Explanation:
"As whom the fables name of monstrous size,
Titanian or Earth-born, that warred on Jove,
Briaroes or Typhon, whom the den
By ancient Tarsus held, or that sea beast
Leviathan, which God of all his works
Created hugest that swim th'ocean stream."
Or,
"Him, haply, slumbering on the Norway foam,
The pilot of some small night-foundered skiff,
Deeming some island, oft, as seamen tell,
With fixed anchor in his scaly rind,
Moors by his side under the lee, while night
Invests the sea, and wished morn delays:"
(Lines 204-209)
Answer: These lines are taken from 'Paradise Lost' Book I of John Milton, the great epic poet in English literature.

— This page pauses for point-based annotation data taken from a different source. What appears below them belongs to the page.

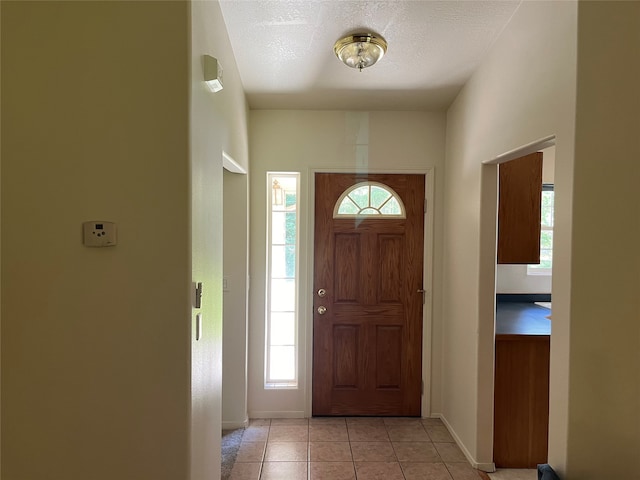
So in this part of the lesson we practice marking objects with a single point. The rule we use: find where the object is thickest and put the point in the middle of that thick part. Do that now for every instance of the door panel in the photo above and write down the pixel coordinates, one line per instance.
(368, 334)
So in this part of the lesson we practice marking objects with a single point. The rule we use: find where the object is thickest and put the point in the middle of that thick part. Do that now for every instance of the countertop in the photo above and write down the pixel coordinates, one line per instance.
(522, 318)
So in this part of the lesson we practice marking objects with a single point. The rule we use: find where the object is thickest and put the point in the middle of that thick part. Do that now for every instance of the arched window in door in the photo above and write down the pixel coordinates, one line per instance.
(369, 199)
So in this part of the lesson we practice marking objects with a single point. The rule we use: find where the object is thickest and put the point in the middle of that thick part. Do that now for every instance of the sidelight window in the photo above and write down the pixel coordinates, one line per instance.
(281, 366)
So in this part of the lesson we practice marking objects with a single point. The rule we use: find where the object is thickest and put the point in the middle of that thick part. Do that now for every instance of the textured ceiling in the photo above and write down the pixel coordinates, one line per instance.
(284, 50)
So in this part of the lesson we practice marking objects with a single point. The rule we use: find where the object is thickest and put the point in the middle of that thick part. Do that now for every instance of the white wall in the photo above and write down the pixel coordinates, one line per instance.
(604, 396)
(524, 90)
(306, 140)
(218, 124)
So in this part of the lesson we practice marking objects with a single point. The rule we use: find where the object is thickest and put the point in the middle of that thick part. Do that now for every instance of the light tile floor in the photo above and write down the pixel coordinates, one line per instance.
(350, 448)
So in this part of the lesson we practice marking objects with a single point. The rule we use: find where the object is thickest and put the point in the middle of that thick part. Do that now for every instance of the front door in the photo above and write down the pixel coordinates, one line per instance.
(368, 294)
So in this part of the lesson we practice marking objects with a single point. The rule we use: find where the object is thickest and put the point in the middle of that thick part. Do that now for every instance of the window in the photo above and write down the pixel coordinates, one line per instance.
(369, 198)
(281, 366)
(546, 234)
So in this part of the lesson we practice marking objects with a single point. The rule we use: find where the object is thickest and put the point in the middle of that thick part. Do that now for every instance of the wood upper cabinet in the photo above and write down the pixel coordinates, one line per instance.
(519, 210)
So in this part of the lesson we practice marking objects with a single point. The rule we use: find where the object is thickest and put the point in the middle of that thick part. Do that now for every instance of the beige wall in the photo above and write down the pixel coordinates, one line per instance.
(218, 124)
(523, 91)
(95, 341)
(235, 331)
(306, 140)
(604, 396)
(101, 375)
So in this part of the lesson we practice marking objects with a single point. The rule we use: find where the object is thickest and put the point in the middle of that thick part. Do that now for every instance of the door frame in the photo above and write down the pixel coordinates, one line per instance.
(306, 314)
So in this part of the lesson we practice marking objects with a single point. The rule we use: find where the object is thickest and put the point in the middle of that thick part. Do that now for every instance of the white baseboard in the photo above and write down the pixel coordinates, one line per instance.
(485, 467)
(234, 424)
(277, 414)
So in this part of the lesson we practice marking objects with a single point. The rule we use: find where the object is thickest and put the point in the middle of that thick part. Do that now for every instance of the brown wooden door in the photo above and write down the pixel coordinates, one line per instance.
(367, 345)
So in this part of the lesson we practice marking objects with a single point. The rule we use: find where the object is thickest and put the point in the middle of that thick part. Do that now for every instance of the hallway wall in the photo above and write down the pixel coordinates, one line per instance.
(524, 90)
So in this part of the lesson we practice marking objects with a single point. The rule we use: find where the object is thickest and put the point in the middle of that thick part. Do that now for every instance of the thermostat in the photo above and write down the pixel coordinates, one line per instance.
(99, 234)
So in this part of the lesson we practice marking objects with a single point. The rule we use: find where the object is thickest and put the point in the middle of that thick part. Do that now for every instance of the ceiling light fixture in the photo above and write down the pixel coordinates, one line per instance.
(360, 50)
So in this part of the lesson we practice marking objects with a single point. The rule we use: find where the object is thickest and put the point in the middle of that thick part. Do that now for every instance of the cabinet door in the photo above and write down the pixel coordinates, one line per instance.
(521, 401)
(519, 210)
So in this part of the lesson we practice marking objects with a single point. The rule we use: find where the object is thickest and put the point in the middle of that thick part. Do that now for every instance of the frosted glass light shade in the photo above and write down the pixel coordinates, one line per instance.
(212, 73)
(360, 50)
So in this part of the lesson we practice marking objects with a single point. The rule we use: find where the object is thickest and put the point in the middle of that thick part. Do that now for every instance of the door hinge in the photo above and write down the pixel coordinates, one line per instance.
(424, 295)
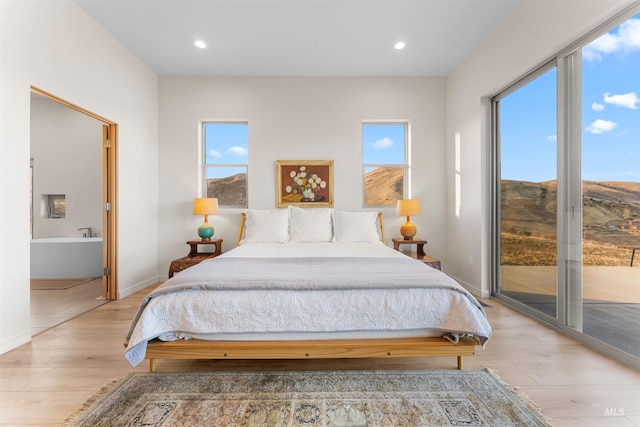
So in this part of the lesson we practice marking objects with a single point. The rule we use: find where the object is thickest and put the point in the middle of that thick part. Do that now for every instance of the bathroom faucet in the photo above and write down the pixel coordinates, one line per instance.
(88, 233)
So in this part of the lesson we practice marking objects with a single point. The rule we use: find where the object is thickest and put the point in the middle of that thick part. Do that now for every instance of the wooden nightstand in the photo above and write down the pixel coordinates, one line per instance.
(420, 254)
(194, 257)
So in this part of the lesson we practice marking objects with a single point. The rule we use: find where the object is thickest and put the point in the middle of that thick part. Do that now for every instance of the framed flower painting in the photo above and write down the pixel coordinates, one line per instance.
(306, 183)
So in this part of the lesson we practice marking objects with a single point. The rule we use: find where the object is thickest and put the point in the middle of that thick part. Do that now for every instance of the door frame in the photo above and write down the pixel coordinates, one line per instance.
(109, 195)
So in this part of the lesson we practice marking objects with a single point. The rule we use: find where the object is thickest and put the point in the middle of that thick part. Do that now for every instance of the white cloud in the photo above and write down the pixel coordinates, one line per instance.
(237, 151)
(626, 39)
(628, 100)
(601, 126)
(383, 143)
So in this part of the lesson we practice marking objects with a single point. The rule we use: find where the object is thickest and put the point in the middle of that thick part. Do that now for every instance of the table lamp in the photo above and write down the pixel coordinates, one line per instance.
(408, 207)
(205, 206)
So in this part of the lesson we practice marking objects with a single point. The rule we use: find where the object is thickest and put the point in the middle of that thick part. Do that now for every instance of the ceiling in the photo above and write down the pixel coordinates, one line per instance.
(300, 37)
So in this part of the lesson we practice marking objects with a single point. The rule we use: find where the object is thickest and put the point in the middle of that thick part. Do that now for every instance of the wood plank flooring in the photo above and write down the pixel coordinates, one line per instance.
(43, 381)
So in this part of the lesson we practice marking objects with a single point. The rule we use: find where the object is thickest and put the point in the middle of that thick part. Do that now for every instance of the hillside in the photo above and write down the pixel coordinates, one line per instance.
(230, 191)
(384, 186)
(611, 218)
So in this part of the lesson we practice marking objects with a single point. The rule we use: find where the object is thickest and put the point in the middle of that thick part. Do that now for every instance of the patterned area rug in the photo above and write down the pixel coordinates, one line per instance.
(296, 399)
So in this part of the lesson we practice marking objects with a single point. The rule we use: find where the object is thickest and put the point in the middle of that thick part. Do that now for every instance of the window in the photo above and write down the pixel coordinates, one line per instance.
(225, 162)
(384, 162)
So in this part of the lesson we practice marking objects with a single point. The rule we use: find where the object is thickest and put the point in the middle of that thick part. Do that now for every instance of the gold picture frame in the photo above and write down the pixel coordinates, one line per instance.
(305, 183)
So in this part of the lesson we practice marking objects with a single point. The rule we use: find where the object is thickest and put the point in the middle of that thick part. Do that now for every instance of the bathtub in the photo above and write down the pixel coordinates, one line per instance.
(66, 257)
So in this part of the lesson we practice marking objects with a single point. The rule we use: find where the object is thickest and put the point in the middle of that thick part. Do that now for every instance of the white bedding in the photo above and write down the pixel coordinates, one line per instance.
(377, 307)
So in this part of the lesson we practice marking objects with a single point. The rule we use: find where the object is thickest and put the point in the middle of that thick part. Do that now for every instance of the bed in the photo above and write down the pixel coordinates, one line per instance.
(307, 283)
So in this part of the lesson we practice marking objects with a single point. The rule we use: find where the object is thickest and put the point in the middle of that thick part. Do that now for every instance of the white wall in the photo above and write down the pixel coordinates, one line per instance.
(533, 32)
(55, 46)
(66, 148)
(296, 119)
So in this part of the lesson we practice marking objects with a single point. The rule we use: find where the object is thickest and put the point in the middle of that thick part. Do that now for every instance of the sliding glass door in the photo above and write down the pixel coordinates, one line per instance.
(566, 167)
(610, 183)
(528, 192)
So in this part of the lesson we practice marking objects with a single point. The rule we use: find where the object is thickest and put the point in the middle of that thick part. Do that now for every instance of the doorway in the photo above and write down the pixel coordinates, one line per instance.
(73, 217)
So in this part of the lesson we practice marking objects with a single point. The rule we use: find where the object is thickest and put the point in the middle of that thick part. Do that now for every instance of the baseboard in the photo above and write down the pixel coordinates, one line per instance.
(472, 288)
(15, 341)
(125, 292)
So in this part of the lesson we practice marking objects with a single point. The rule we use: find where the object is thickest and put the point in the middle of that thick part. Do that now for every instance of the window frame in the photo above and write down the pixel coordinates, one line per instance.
(406, 166)
(204, 166)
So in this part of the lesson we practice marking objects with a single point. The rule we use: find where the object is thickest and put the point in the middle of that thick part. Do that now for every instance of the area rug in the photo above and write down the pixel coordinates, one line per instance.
(56, 284)
(309, 398)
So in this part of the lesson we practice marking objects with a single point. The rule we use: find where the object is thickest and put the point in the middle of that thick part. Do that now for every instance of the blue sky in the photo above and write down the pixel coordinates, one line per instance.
(383, 143)
(226, 144)
(610, 115)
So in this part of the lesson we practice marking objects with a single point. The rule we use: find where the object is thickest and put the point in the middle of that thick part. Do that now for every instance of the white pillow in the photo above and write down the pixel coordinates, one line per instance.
(310, 225)
(355, 227)
(266, 226)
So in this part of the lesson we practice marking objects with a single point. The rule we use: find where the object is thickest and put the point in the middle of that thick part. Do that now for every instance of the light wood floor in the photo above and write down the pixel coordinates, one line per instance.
(45, 380)
(50, 308)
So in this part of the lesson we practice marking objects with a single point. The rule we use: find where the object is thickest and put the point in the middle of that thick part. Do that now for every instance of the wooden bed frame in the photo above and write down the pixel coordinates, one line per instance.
(309, 349)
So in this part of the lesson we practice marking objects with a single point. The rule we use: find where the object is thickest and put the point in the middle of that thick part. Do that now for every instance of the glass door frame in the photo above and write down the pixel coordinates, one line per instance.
(569, 265)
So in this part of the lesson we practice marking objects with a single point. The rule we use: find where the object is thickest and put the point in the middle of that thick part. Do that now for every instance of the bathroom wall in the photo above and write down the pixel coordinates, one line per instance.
(66, 151)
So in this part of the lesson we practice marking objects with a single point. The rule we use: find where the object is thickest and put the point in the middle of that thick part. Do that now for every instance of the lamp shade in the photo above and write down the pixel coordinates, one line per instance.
(205, 206)
(408, 207)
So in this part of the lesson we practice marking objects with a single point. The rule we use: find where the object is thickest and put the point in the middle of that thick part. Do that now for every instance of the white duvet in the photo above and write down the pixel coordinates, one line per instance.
(306, 291)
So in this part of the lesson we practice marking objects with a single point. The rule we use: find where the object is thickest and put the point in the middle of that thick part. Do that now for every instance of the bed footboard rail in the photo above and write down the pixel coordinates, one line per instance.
(310, 349)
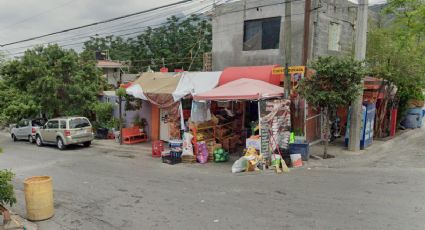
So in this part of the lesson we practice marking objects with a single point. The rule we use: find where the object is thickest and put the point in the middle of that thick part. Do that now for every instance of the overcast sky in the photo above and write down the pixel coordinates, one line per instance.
(21, 19)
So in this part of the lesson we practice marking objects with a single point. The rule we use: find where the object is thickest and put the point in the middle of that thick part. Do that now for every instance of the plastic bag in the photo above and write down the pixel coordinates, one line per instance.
(239, 165)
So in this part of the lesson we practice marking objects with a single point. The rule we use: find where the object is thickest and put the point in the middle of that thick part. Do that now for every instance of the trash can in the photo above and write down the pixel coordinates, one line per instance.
(39, 197)
(303, 149)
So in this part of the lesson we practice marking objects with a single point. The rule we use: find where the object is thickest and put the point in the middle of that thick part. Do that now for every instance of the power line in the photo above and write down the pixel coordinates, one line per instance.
(96, 23)
(92, 33)
(36, 15)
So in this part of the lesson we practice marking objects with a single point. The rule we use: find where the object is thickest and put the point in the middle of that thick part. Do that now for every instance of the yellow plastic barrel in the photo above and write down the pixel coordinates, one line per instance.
(39, 197)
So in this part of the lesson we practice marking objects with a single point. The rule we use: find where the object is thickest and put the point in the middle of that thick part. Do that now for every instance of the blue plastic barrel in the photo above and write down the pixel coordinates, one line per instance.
(303, 149)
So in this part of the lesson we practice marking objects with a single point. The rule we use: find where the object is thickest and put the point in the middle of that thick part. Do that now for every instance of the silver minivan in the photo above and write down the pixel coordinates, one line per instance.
(65, 131)
(26, 129)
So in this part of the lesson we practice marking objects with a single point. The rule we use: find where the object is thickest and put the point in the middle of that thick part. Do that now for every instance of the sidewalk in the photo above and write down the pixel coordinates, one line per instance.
(345, 158)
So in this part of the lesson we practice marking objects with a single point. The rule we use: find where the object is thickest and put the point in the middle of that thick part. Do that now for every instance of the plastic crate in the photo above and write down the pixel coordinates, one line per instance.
(157, 148)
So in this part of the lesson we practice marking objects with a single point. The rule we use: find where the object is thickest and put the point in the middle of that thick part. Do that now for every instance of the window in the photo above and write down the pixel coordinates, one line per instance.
(261, 34)
(334, 36)
(78, 123)
(52, 124)
(62, 124)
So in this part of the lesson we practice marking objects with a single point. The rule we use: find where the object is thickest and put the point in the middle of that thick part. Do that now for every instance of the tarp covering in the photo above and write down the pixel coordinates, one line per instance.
(264, 73)
(242, 89)
(156, 87)
(196, 82)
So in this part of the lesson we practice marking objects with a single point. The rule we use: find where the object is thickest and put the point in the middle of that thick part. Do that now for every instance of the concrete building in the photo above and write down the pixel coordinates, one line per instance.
(251, 32)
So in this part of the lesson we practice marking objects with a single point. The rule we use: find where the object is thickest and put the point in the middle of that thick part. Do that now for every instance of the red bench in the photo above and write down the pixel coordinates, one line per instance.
(133, 135)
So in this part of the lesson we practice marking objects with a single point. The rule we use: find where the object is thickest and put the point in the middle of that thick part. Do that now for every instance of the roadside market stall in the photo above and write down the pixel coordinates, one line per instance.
(165, 91)
(273, 116)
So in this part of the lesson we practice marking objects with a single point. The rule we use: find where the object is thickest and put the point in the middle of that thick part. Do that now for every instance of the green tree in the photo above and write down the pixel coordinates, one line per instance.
(7, 195)
(178, 43)
(335, 83)
(48, 80)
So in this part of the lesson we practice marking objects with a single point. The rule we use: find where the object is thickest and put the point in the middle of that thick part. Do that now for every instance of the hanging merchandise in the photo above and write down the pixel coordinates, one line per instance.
(275, 125)
(187, 144)
(200, 111)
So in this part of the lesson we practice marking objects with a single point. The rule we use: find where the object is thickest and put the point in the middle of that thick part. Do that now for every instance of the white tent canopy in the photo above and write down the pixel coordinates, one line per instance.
(196, 82)
(190, 83)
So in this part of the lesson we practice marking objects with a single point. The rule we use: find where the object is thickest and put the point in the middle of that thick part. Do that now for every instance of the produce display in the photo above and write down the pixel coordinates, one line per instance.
(220, 155)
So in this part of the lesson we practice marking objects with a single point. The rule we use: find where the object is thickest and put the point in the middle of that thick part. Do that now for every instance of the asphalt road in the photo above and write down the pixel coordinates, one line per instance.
(114, 188)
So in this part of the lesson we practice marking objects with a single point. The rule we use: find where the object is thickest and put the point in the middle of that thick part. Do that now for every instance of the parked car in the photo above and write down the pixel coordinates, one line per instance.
(65, 131)
(26, 129)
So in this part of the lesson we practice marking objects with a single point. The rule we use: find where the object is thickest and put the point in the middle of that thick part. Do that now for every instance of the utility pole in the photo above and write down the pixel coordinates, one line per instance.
(288, 47)
(120, 107)
(360, 55)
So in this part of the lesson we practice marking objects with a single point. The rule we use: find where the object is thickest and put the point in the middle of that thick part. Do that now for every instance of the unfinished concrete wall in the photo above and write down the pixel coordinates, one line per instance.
(228, 31)
(330, 12)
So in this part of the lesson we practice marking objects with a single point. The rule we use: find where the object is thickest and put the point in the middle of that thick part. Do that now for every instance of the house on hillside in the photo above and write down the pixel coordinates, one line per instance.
(252, 32)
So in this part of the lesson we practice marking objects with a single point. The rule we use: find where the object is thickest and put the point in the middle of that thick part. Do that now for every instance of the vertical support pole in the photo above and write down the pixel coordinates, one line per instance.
(360, 54)
(259, 128)
(120, 107)
(306, 38)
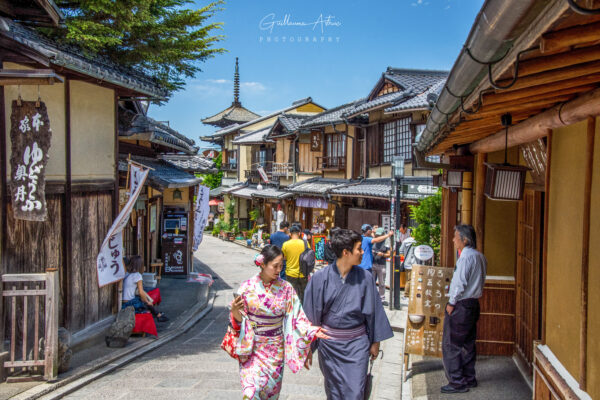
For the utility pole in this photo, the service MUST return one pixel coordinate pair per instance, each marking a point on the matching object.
(396, 211)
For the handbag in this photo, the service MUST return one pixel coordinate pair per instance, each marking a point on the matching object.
(229, 340)
(369, 382)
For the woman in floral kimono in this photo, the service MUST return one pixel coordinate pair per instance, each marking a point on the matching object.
(273, 328)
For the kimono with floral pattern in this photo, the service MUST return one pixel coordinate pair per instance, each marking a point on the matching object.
(261, 372)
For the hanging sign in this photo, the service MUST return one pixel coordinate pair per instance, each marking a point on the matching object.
(423, 252)
(30, 135)
(200, 214)
(109, 262)
(263, 174)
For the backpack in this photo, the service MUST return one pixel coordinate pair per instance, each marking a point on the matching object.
(307, 260)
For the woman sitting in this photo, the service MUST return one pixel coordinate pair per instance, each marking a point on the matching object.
(132, 281)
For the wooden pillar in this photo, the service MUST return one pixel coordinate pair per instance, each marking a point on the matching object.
(480, 200)
(467, 198)
(449, 204)
(545, 243)
(585, 249)
(67, 216)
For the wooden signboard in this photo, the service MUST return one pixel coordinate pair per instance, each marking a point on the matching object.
(318, 245)
(30, 136)
(427, 300)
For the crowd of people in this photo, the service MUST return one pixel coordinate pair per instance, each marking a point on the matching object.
(282, 316)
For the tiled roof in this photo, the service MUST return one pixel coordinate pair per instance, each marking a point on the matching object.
(74, 59)
(236, 114)
(366, 188)
(415, 79)
(421, 101)
(229, 129)
(333, 115)
(131, 123)
(163, 175)
(192, 163)
(317, 186)
(254, 137)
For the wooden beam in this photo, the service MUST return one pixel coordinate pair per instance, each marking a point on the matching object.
(565, 38)
(559, 60)
(480, 200)
(544, 78)
(500, 97)
(585, 250)
(535, 127)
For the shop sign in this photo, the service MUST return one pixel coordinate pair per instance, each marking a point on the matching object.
(30, 135)
(311, 202)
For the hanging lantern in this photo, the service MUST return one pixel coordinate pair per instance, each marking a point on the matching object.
(505, 181)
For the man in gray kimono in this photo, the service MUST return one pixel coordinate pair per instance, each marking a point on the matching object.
(343, 299)
(462, 313)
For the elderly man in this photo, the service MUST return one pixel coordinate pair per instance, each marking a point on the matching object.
(462, 313)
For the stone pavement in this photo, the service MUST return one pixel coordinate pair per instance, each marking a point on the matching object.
(194, 366)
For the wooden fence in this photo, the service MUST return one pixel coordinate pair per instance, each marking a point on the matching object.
(23, 292)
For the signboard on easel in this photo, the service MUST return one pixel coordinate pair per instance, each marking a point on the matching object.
(428, 296)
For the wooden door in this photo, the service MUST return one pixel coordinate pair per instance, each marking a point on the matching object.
(527, 277)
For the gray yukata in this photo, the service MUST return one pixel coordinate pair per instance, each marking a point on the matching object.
(345, 304)
(460, 327)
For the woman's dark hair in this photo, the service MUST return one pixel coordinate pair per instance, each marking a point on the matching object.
(135, 264)
(344, 239)
(270, 252)
(467, 232)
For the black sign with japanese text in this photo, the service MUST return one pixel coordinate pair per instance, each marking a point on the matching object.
(30, 135)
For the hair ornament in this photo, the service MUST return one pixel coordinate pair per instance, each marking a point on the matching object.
(259, 259)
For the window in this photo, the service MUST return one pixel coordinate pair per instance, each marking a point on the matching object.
(397, 140)
(336, 145)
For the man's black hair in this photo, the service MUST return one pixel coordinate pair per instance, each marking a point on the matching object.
(344, 239)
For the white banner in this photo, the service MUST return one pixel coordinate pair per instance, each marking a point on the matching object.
(200, 215)
(109, 263)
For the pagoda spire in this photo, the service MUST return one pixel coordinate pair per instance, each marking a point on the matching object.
(236, 84)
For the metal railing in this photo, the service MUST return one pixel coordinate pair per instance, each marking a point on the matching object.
(336, 162)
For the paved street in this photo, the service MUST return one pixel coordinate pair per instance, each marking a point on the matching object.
(194, 366)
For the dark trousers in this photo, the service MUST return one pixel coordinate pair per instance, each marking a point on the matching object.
(299, 285)
(458, 343)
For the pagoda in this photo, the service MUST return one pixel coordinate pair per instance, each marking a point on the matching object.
(235, 114)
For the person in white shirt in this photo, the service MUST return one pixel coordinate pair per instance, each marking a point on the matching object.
(132, 281)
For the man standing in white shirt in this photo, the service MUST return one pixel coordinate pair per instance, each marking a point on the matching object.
(462, 313)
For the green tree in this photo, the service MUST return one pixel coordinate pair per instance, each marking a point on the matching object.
(213, 181)
(428, 215)
(161, 37)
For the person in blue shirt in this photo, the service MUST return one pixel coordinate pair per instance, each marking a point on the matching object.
(279, 238)
(367, 245)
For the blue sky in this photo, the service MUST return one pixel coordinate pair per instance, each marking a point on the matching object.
(350, 43)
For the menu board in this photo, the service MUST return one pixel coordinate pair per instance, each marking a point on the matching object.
(428, 296)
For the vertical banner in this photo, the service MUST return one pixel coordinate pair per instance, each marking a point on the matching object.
(109, 262)
(30, 135)
(201, 215)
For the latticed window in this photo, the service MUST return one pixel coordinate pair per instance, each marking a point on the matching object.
(397, 140)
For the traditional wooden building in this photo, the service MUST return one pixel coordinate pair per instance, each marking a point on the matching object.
(81, 175)
(536, 61)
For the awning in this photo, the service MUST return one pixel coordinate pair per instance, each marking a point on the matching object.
(163, 175)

The poet here describes the gigantic body of Satan by means of an epic simile. He compares Satan to a Titan, who, according to fables, was of monstrous size and the child of Earth. Extending the simile further Milton says that Leviathan which in the Bible signifies sometimes a great snake, sometimes a dragon and sometimes a crocodile, was identified with the whale by most seventeenth-century Bibles. According to many legends, the slumbering Leviathan on the foamy Norwegian sea is mistaken for an island by the pilots of benighted boats. They fix the anchor on the Leviathan's hard scales and tie their boats under the impression that they are on a safe island for the night and will resume their voyage when the day breaks. Deceived as they are, the morning does not arrive according to their expectation and seems to be over-delayed.
In this epic simile used by Milton in the Homeric tradition, the poet appropriately compares Satan to the Leviathan. The point of comparison is both their gigantic size and their deceptive nature.